Her advice proved prescient. During the same muggy summer of 1787 when George Washington, Benjamin Franklin, Alexander Hamilton and other Founders sweated over the Constitution, male reformers who shared Abigail Adams’s vision launched the first “Ladies Academy” on Cherry Street in Philadelphia, a short walk from Independence Hall. Soon thereafter, Isabella Graham, Eliza Hamilton’s closest collaborator in later years, started one in New York City.

By 1830, more than 360 new female academies had sprung up across the states, training the first generation of women teachers and paving the way for universal public schools. Mass education, in turn, fueled America’s industrial revolution and economic success by creating a skilled workforce that was better-educated than any in the world.

In subsequent decades, feminists laid other milestones. They campaigned doggedly for abolition, and after the Civil War organized the nationwide petition drive behind the 13th Amendment that ended slavery. They helped create an inclusive electorate by fighting for the African American vote (theoretically achieved with ratification of the 15th Amendment in 1870, but not fully secured until the Voting Rights Act in 1965), and later, women’s suffrage (accomplished with ratification of the 19th Amendment in 1920).

One of their number, U.S. Secretary of Labor Frances Perkins, the first woman to serve in the Cabinet, spearheaded the passage of Social Security in 1935 and the minimum wage in 1938. Others helped double the workforce by taking down barriers to female employment, such as rules that required pregnant women to quit their jobs. Gradually, they helped redefine marriage as a romantic partnership between equals.

Like the nation itself, they were racially, geographically and religiously diverse. They did not always agree with one another. Modern Americans would admire some more than others, just as we do the Founders. That’s natural but not the point.

Throughout, they were unfailingly accused of being grumpy nags, even as Americans grew prouder of the rights that Abigail Adams proposed and John Adams resisted. In the 19th century, pioneers like Susan B. Anthony faced the same slurs as Abigail Adams had in the previous century, intended to ridicule and delegitimize their quest for equality — which, after all, was America’s founding goal. In the 20th century, feminists weathered accusations that they had “penis envy” or were “ball-busters.”

Today, male supremacists like the Proud Boys — designated a terrorist group by Canada — continue this tradition by denigrating feminists as “not even women anymore” and therefore “punchable.”

Feminists are not some odd minority. They are anyone who believes that women should be able to attend school, earn wages, wear pants, speak in public, vote in elections or serve in government, all rights that patriotic women and men labored together to win. Feminist ideals are democratic principles that can guide us even as we grapple with questions on which we disagree, like abortion rights and access.

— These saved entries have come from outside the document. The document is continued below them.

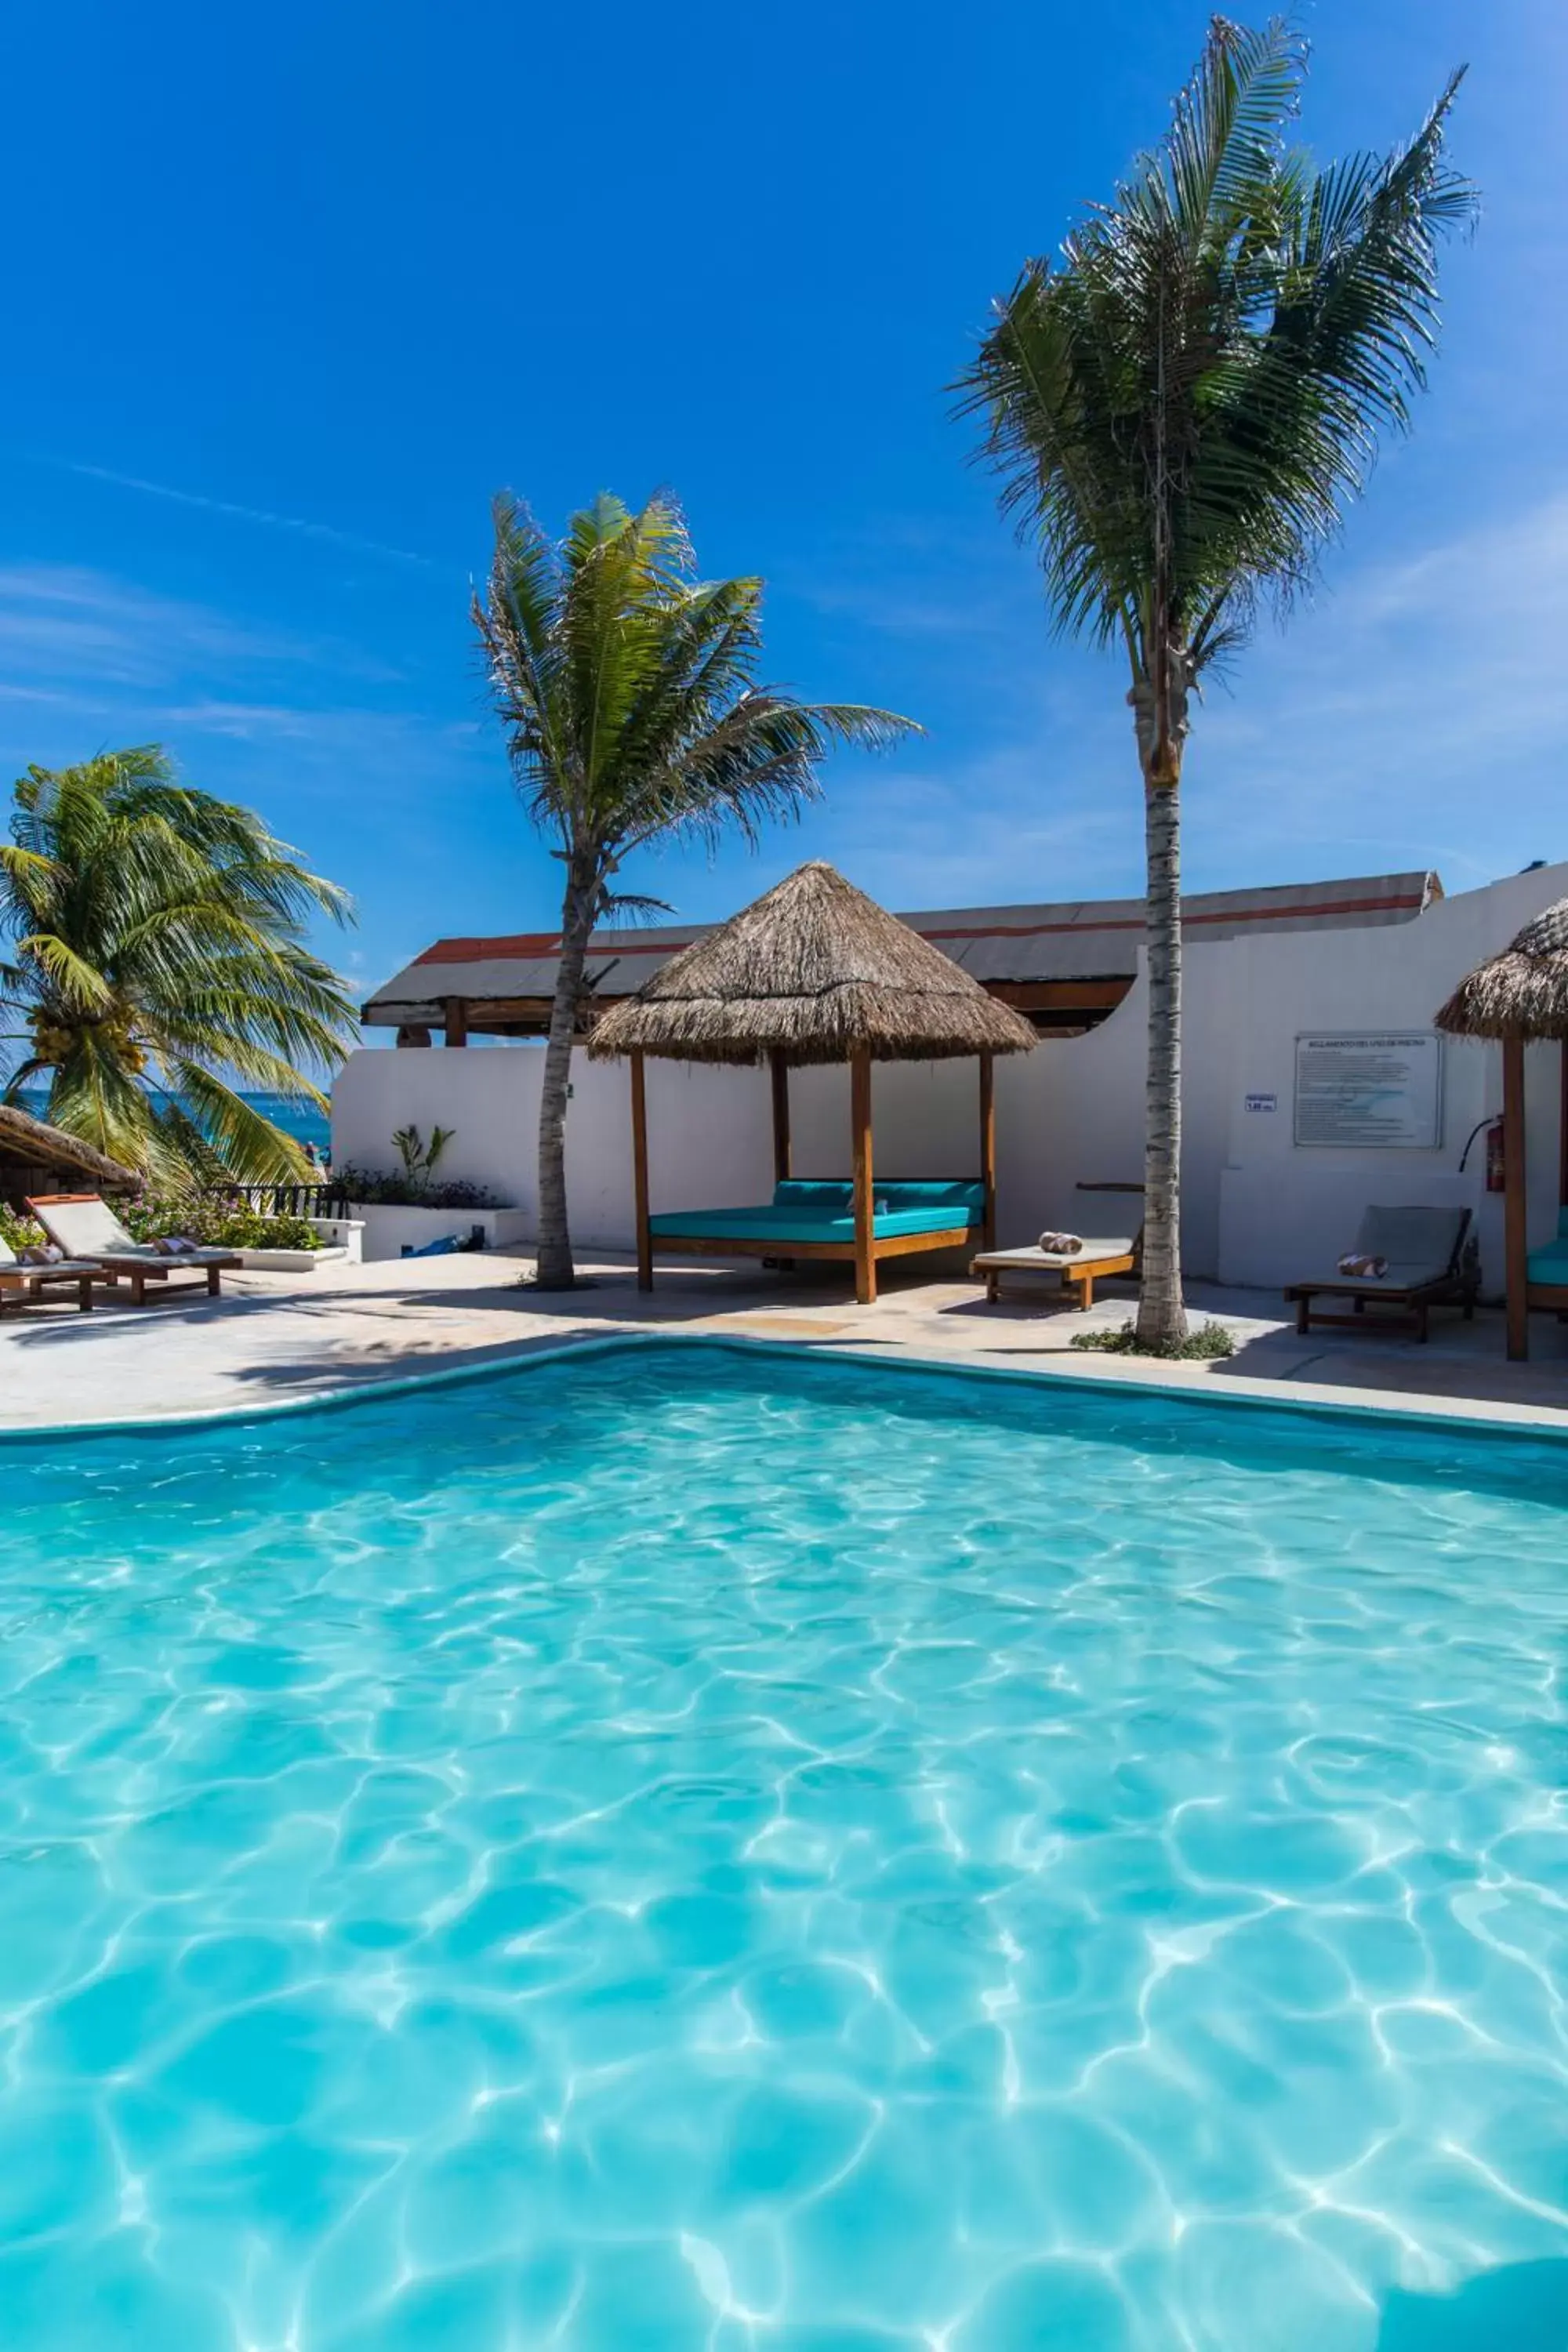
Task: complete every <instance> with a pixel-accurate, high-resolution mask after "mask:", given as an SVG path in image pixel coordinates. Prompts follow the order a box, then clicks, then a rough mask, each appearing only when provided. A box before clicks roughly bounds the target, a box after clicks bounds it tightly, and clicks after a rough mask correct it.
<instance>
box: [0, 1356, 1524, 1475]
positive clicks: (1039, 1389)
mask: <svg viewBox="0 0 1568 2352" xmlns="http://www.w3.org/2000/svg"><path fill="white" fill-rule="evenodd" d="M661 1348H675V1350H696V1352H703V1350H708V1352H712V1350H719V1352H724V1350H729V1352H731V1355H762V1357H778V1359H783V1362H799V1359H806V1362H811V1359H818V1362H830V1364H856V1367H860V1369H863V1371H884V1374H914V1376H936V1378H954V1381H1001V1383H1006V1385H1013V1388H1034V1390H1039V1392H1044V1390H1048V1388H1053V1385H1063V1388H1072V1390H1079V1392H1093V1395H1100V1397H1107V1395H1112V1397H1114V1395H1117V1392H1119V1390H1128V1392H1131V1395H1135V1397H1138V1399H1145V1402H1147V1399H1164V1402H1171V1404H1187V1406H1213V1404H1220V1406H1225V1409H1237V1411H1248V1409H1251V1411H1262V1414H1291V1416H1302V1414H1305V1416H1309V1418H1314V1421H1328V1423H1342V1421H1349V1423H1356V1425H1359V1428H1366V1423H1380V1421H1394V1423H1399V1425H1403V1428H1425V1430H1443V1432H1448V1435H1467V1437H1474V1439H1500V1442H1512V1444H1519V1442H1523V1439H1533V1442H1544V1444H1559V1446H1566V1444H1568V1421H1530V1418H1516V1416H1509V1414H1507V1409H1493V1406H1486V1404H1483V1406H1481V1411H1476V1409H1472V1406H1467V1404H1446V1402H1443V1399H1429V1402H1427V1404H1425V1406H1408V1404H1392V1402H1382V1397H1371V1399H1361V1397H1349V1395H1345V1392H1342V1390H1335V1395H1331V1397H1321V1395H1316V1397H1314V1395H1302V1392H1300V1390H1295V1392H1286V1395H1276V1392H1274V1383H1269V1388H1267V1390H1262V1383H1255V1381H1253V1383H1248V1385H1246V1388H1237V1385H1229V1383H1227V1385H1218V1383H1215V1385H1211V1381H1204V1383H1201V1385H1199V1383H1197V1381H1194V1383H1187V1381H1171V1378H1161V1376H1159V1374H1152V1376H1140V1371H1135V1369H1133V1367H1126V1369H1124V1367H1117V1371H1114V1374H1112V1371H1107V1369H1103V1367H1095V1369H1088V1367H1077V1364H1074V1367H1065V1364H1063V1367H1060V1369H1058V1367H1053V1364H1051V1367H1046V1364H1034V1367H1016V1364H976V1362H954V1359H952V1357H940V1355H912V1352H910V1355H905V1352H900V1355H896V1357H889V1355H884V1352H877V1350H870V1348H856V1345H849V1348H844V1345H830V1348H827V1345H818V1343H802V1341H783V1338H759V1336H752V1334H745V1331H668V1329H658V1331H632V1329H623V1331H604V1334H595V1336H592V1338H569V1341H557V1343H545V1345H538V1343H527V1345H524V1348H520V1350H515V1352H510V1355H498V1357H487V1359H484V1362H482V1364H442V1367H435V1369H433V1371H409V1374H393V1376H388V1378H381V1376H369V1378H364V1381H357V1383H346V1385H341V1388H331V1390H327V1392H320V1395H308V1397H277V1399H273V1402H266V1404H254V1402H247V1404H214V1406H202V1409H197V1411H188V1414H132V1416H122V1418H115V1421H47V1423H33V1425H21V1428H0V1449H5V1446H9V1444H52V1446H59V1444H61V1442H82V1439H96V1437H127V1435H136V1437H148V1435H179V1432H181V1430H205V1428H244V1425H259V1428H263V1425H268V1423H273V1421H280V1418H289V1421H292V1418H296V1416H299V1414H336V1411H346V1409H350V1406H355V1404H374V1402H376V1399H378V1397H407V1395H416V1392H418V1390H425V1388H456V1385H458V1383H465V1381H487V1378H501V1376H515V1374H520V1371H534V1369H538V1367H545V1364H562V1362H567V1364H578V1362H583V1359H590V1357H597V1355H623V1352H628V1350H632V1352H635V1350H661ZM1526 1411H1530V1409H1528V1406H1526ZM1535 1411H1542V1409H1540V1406H1537V1409H1535Z"/></svg>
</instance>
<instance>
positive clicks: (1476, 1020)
mask: <svg viewBox="0 0 1568 2352" xmlns="http://www.w3.org/2000/svg"><path fill="white" fill-rule="evenodd" d="M1436 1025H1439V1028H1441V1030H1448V1035H1450V1037H1568V898H1559V901H1556V906H1549V908H1547V913H1544V915H1537V917H1535V922H1526V927H1523V931H1521V934H1519V938H1514V941H1512V946H1507V948H1505V950H1502V955H1493V957H1490V960H1488V962H1486V964H1476V969H1474V971H1472V974H1467V978H1462V981H1460V985H1458V988H1455V993H1453V995H1450V997H1448V1002H1446V1004H1443V1009H1441V1011H1439V1016H1436Z"/></svg>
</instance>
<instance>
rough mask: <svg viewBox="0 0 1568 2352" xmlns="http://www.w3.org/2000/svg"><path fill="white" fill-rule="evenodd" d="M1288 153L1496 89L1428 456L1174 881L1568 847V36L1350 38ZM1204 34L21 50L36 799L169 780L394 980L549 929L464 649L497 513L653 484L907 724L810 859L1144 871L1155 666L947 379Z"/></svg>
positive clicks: (660, 11) (17, 277)
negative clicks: (340, 926)
mask: <svg viewBox="0 0 1568 2352" xmlns="http://www.w3.org/2000/svg"><path fill="white" fill-rule="evenodd" d="M1300 21H1302V26H1305V31H1307V33H1309V38H1312V42H1314V75H1312V87H1309V101H1307V120H1305V134H1307V136H1309V141H1312V143H1314V146H1316V148H1319V153H1324V155H1326V153H1335V151H1342V148H1347V146H1387V143H1392V141H1394V139H1396V136H1401V134H1406V132H1408V129H1413V127H1415V122H1418V120H1420V113H1422V111H1425V106H1427V101H1429V99H1432V94H1434V92H1436V87H1439V85H1441V80H1443V73H1446V71H1448V68H1450V66H1453V64H1458V61H1465V59H1467V61H1469V66H1472V73H1469V82H1467V87H1465V92H1462V101H1460V111H1458V120H1455V160H1458V162H1460V165H1462V167H1465V169H1469V172H1472V174H1474V176H1476V179H1479V181H1481V186H1483V200H1486V214H1483V226H1481V233H1479V238H1476V242H1474V245H1469V247H1460V249H1458V252H1453V254H1450V261H1448V292H1450V315H1448V334H1446V348H1443V355H1441V360H1439V367H1436V372H1434V390H1432V395H1429V397H1427V400H1425V402H1422V405H1420V412H1418V433H1415V440H1410V442H1408V445H1403V447H1396V449H1394V452H1389V456H1387V461H1385V463H1382V468H1380V473H1378V477H1375V482H1373V492H1371V496H1368V499H1366V503H1363V506H1361V510H1359V513H1354V515H1352V520H1349V532H1347V539H1345V543H1342V546H1340V548H1338V550H1335V553H1333V555H1331V560H1328V569H1326V583H1324V593H1321V595H1319V597H1316V602H1314V607H1312V609H1307V612H1298V614H1295V616H1293V621H1291V628H1288V633H1281V630H1276V628H1274V626H1272V623H1265V626H1262V630H1260V637H1258V642H1255V647H1253V652H1251V654H1248V656H1244V661H1241V663H1239V666H1237V670H1234V677H1232V682H1229V687H1220V689H1218V691H1213V694H1211V701H1208V706H1206V708H1204V710H1201V713H1199V722H1197V731H1194V741H1192V748H1190V760H1187V793H1185V800H1187V884H1190V887H1192V889H1204V887H1232V884H1246V882H1288V880H1302V877H1319V875H1338V873H1371V870H1389V868H1406V866H1422V863H1434V866H1436V868H1439V870H1441V873H1443V880H1446V882H1448V887H1450V889H1460V887H1467V884H1476V882H1481V880H1486V877H1490V875H1497V873H1509V870H1514V868H1519V866H1523V863H1526V861H1528V858H1533V856H1547V858H1549V856H1563V854H1568V828H1566V826H1563V814H1561V811H1563V764H1566V753H1563V743H1566V739H1568V663H1566V661H1563V644H1566V642H1568V590H1566V586H1563V581H1566V572H1568V567H1566V553H1568V454H1566V452H1563V433H1561V400H1563V360H1566V358H1568V353H1566V329H1563V313H1566V303H1563V292H1566V285H1568V228H1566V214H1563V209H1561V195H1559V186H1561V174H1559V169H1556V153H1559V148H1561V122H1563V120H1566V115H1568V14H1566V12H1563V9H1561V5H1559V0H1467V5H1460V0H1373V5H1368V0H1321V5H1316V7H1309V9H1305V12H1302V19H1300ZM1204 24H1206V9H1204V7H1175V5H1171V0H1124V5H1121V7H1117V9H1114V12H1105V9H1084V7H1065V5H1060V0H1032V5H1023V0H992V7H987V9H980V12H976V9H959V7H952V5H945V7H933V5H929V0H851V5H844V0H837V5H823V0H795V5H790V7H780V5H776V0H762V5H755V7H750V9H736V7H733V5H724V7H719V5H712V0H689V5H684V7H682V9H651V7H642V5H630V0H607V5H602V7H599V9H595V12H588V9H538V7H520V5H517V0H510V5H508V0H468V5H465V7H461V9H451V7H444V9H442V7H435V5H433V0H430V5H407V0H376V5H374V7H371V5H367V0H334V5H331V7H320V5H301V0H275V5H273V7H268V9H266V12H261V14H256V12H235V9H214V7H209V5H200V7H197V5H188V0H165V5H162V7H158V9H153V12H139V9H125V7H118V5H108V0H85V5H80V7H75V9H68V12H63V9H31V12H12V14H9V21H7V31H5V64H7V82H9V94H12V106H9V108H7V115H9V120H7V162H9V207H7V221H9V235H7V254H5V285H7V313H9V327H12V334H9V365H7V369H5V374H2V379H0V494H2V499H0V517H2V520H0V760H5V762H9V767H5V769H0V774H5V776H12V774H19V771H21V767H24V764H26V762H28V760H42V762H63V760H71V757H82V755H85V753H92V750H96V748H103V746H113V743H120V741H148V739H162V741H165V743H167V746H169V748H172V750H174V755H176V757H179V762H181V764H183V769H186V774H188V779H190V781H193V783H202V786H209V788H214V790H221V793H230V795H235V797H242V800H247V802H252V804H254V807H259V809H261V811H263V814H266V816H268V818H270V823H273V826H275V828H277V830H280V833H284V835H287V837H289V840H294V842H299V844H301V847H303V849H306V851H308V856H310V858H313V861H315V863H317V866H320V868H322V870H327V873H331V875H334V877H336V880H341V882H346V884H348V887H350V889H353V891H355V894H357V901H360V931H357V936H355V938H353V941H350V943H348V946H346V948H343V950H341V960H343V962H346V964H348V967H350V971H353V976H355V985H357V988H367V985H369V983H374V981H376V978H381V976H386V974H388V971H390V969H393V967H395V964H397V962H402V960H404V957H407V955H411V953H414V950H416V948H421V946H423V943H425V941H430V938H433V936H437V934H442V931H505V929H545V927H550V924H552V922H555V917H557V870H559V868H557V866H555V863H552V861H550V858H548V854H545V851H543V849H541V844H538V842H536V837H534V835H531V833H529V828H527V821H524V816H522V811H520V807H517V802H515V797H512V790H510V783H508V774H505V764H503V757H501V739H498V731H496V727H494V722H491V720H489V717H487V713H484V701H482V689H480V680H477V670H475V659H473V647H470V635H468V612H465V607H468V586H470V579H473V576H475V574H480V572H482V569H484V560H487V503H489V494H491V492H494V489H496V487H501V485H508V487H512V489H517V492H520V494H524V496H527V499H529V501H531V506H534V508H536V513H538V515H541V517H543V520H545V522H548V524H550V527H557V524H559V522H562V520H564V515H567V513H569V508H571V506H576V503H583V501H585V499H588V496H590V494H592V492H595V489H599V487H611V489H618V492H621V494H623V496H628V499H639V496H644V494H646V492H649V489H654V487H658V485H670V487H675V489H677V492H679V496H682V499H684V503H686V510H689V520H691V529H693V536H696V543H698V553H701V560H703V567H705V572H710V574H717V572H762V574H764V576H766V581H769V661H766V673H769V675H771V677H776V680H788V682H790V684H792V687H797V689H799V691H806V694H813V696H837V699H856V701H882V703H889V706H893V708H898V710H905V713H910V715H912V717H919V720H922V722H924V724H926V729H929V736H926V741H922V743H917V746H912V748H907V750H903V753H900V755H896V757H893V760H853V757H846V760H839V762H835V764H832V769H830V771H827V797H825V802H823V804H820V807H818V809H813V811H809V816H806V821H804V823H802V826H799V828H797V830H785V833H778V835H771V837H769V840H766V844H764V849H762V854H759V856H755V858H752V856H745V854H743V851H738V849H731V851H726V854H722V856H719V861H717V863H715V866H708V861H705V858H701V856H665V858H658V861H649V866H646V868H644V870H642V873H639V875H635V877H632V887H644V889H654V891H656V894H658V896H665V898H670V901H672V903H675V906H677V908H679V913H682V915H691V917H701V915H719V913H726V910H729V908H733V906H738V903H741V901H743V898H748V896H752V894H755V891H757V889H762V887H766V884H769V882H771V880H776V877H778V875H780V873H785V870H788V868H790V866H795V863H797V861H799V858H802V856H809V854H818V856H830V858H835V861H837V863H842V866H844V870H846V873H849V875H851V877H853V880H858V882H860V884H865V887H867V889H872V891H875V894H877V896H882V898H886V901H889V903H893V906H954V903H987V901H992V903H994V901H1018V898H1067V896H1093V894H1119V891H1133V889H1138V887H1140V814H1138V779H1135V767H1133V760H1131V736H1128V727H1126V710H1124V706H1121V691H1124V680H1121V677H1119V673H1117V670H1114V666H1112V663H1110V661H1107V659H1103V656H1095V654H1088V652H1081V649H1072V647H1060V644H1053V642H1051V640H1048V635H1046V621H1044V607H1041V600H1039V590H1037V583H1034V576H1032V569H1030V562H1027V560H1025V557H1023V555H1020V553H1018V550H1016V548H1013V546H1011V541H1009V536H1006V532H1004V527H1001V524H999V522H997V517H994V510H992V496H990V487H987V482H985V477H983V475H978V473H973V470H971V468H969V466H966V433H964V428H961V426H957V423H952V419H950V414H947V397H945V390H943V386H945V383H947V381H950V379H952V376H954V372H957V369H959V367H961V365H964V358H966V353H969V348H971V341H973V336H976V332H978V329H980V327H983V322H985V308H987V301H990V296H992V294H997V292H1001V289H1004V287H1006V285H1009V282H1011V278H1013V273H1016V266H1018V261H1020V259H1023V256H1025V254H1030V252H1039V249H1048V247H1051V245H1056V240H1058V238H1060V233H1063V228H1065V226H1067V223H1070V219H1072V216H1074V212H1077V209H1079V207H1081V205H1084V202H1086V200H1091V198H1095V195H1103V193H1107V191H1110V186H1112V181H1114V176H1117V172H1119V169H1121V167H1124V165H1126V160H1128V155H1131V153H1133V148H1135V146H1138V143H1143V141H1150V139H1154V136H1157V134H1159V129H1161V127H1164V120H1166V106H1168V94H1171V92H1173V89H1175V87H1178V82H1180V80H1182V75H1185V71H1187V64H1190V59H1192V54H1194V52H1197V47H1199V42H1201V35H1204Z"/></svg>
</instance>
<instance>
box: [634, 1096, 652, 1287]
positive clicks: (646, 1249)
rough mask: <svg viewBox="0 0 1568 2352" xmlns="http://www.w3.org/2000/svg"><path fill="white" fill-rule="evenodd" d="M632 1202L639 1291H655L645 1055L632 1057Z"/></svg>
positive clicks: (648, 1097) (647, 1110)
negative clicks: (634, 1223) (634, 1208)
mask: <svg viewBox="0 0 1568 2352" xmlns="http://www.w3.org/2000/svg"><path fill="white" fill-rule="evenodd" d="M632 1200H635V1204H637V1289H639V1291H651V1289H654V1237H651V1235H649V1096H646V1087H644V1077H642V1054H632Z"/></svg>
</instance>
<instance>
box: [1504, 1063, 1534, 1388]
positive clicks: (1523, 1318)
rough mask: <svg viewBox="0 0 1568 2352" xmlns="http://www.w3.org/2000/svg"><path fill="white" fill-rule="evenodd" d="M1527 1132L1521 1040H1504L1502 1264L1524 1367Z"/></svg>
mask: <svg viewBox="0 0 1568 2352" xmlns="http://www.w3.org/2000/svg"><path fill="white" fill-rule="evenodd" d="M1523 1152H1526V1127H1523V1037H1519V1035H1512V1037H1505V1040H1502V1169H1505V1200H1502V1263H1505V1272H1507V1324H1509V1359H1512V1362H1516V1364H1523V1359H1526V1357H1528V1352H1530V1308H1528V1298H1526V1284H1528V1279H1530V1272H1528V1256H1530V1237H1528V1200H1526V1157H1523Z"/></svg>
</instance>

If anyone is confused about what feminism is, they can cite former first lady Eleanor Roosevelt. Her 1935 definition remains surprisingly sturdy: “The fundamental premise of feminism is that women should have equal opportunity and equal rights with every other citizen.”

Improving national unity means honoring values that allow for conversation despite challenging differences. Women’s History Month is the place to begin.